この子はウブそうに見えて経験豊富だったり……いや、やっぱりそうは見えない。
いまいち距離感が掴めないが、おいおい知っていけばいいか。
「正式なパーティになるのは街に戻ってからだけど俺たちは既に対等な関係なんだ、ロッカも気安い話し方でいいぞ」
「いえ、殊更ヴェインさんに気を遣っているわけじゃないですよ。丁寧な話し方はわたしの癖ってだけで」
余計なトラブルを起こさないための処世術みたいなものです、とロッカは続けた。
「そっか、ならいいが」
「まあヴェインさんがそういうのを求めてるなら……そうしてあげてもいいわよ?」
唇を妖しく舐めて、ウインクっぽいまばたきを繰り返している。
どうやら魔工技士様はウインクができないらしい。
本人としては大人の女を演じているつもりのようだが……そういうことじゃないんだよなあ。
「はいはい、ふざけるのはそこまでにしとけ。そろそろ寝るぞ。明日は早く出る」
「むー……」
構ってもらえず拗ねた子供のように頬を膨らませたロッカ。
やっぱり小動物みたいなんだよな。

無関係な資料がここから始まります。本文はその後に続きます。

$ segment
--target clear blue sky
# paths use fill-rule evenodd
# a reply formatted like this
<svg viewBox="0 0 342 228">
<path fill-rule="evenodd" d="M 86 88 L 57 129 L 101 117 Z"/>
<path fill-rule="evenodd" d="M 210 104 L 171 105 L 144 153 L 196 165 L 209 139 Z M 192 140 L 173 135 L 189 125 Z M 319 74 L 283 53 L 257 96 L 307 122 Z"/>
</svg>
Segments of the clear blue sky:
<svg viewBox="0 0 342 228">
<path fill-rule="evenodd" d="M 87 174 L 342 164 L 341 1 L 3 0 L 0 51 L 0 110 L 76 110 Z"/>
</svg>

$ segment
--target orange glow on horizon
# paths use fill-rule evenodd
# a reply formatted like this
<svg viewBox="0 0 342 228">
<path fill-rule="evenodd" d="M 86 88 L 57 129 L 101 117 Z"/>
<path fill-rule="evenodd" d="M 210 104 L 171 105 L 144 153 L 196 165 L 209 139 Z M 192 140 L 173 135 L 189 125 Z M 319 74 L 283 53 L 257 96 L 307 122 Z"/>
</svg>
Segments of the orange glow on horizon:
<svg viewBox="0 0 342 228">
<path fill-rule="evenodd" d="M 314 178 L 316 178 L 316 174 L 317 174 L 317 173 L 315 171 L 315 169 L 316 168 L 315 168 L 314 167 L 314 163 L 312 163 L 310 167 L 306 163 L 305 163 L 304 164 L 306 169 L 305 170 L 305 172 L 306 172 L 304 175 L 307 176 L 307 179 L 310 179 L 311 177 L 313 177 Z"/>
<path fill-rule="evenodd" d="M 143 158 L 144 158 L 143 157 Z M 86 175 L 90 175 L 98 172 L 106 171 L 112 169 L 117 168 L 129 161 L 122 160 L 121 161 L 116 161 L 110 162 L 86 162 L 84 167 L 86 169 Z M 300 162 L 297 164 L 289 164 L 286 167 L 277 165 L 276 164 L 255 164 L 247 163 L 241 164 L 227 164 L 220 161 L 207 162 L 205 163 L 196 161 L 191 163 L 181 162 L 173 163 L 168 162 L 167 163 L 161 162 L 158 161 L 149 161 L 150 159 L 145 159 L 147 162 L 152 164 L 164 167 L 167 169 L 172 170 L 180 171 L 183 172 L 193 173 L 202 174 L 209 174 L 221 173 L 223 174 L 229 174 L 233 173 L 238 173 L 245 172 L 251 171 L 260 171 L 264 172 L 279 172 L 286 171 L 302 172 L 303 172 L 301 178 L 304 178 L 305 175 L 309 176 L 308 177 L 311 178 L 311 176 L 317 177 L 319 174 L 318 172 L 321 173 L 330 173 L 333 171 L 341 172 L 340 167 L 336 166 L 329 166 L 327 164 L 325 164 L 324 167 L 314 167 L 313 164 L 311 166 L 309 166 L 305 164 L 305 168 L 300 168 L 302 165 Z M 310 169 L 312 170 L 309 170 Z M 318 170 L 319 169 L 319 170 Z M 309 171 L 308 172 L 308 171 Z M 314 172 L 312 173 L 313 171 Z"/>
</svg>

今度はリスか。
「あ! そういえば見張りとかはどうします?」
「必要ないぞ。さっきロープを張っただろ?」
「ですが、こんな細いロープで魔物の侵入を防げるんですか?」
ロッカは木々の間にピンと張ったロープを指ではじきながら、首を傾げる。
「こいつには探知魔術を刻んで、封じてある。何かあれば俺に報せがくるってわけだ。だからな……指ではじくのをやめてくれ」
ここらへんがビンビンくるんだ、と俺は胸の辺りを指し示す。
「ビ……ビンビン?」
「ああ」
「一体どこがですか?」
「だから胸だっていってんだろ! 調子狂うぜ、まったく……」
ロッカの奔放さに呆れつつ、俺はその場に寝転がった。
思えばあいつらとも毎晩こうやって笑い合ってたのに、気付けばクビになってたんだよな。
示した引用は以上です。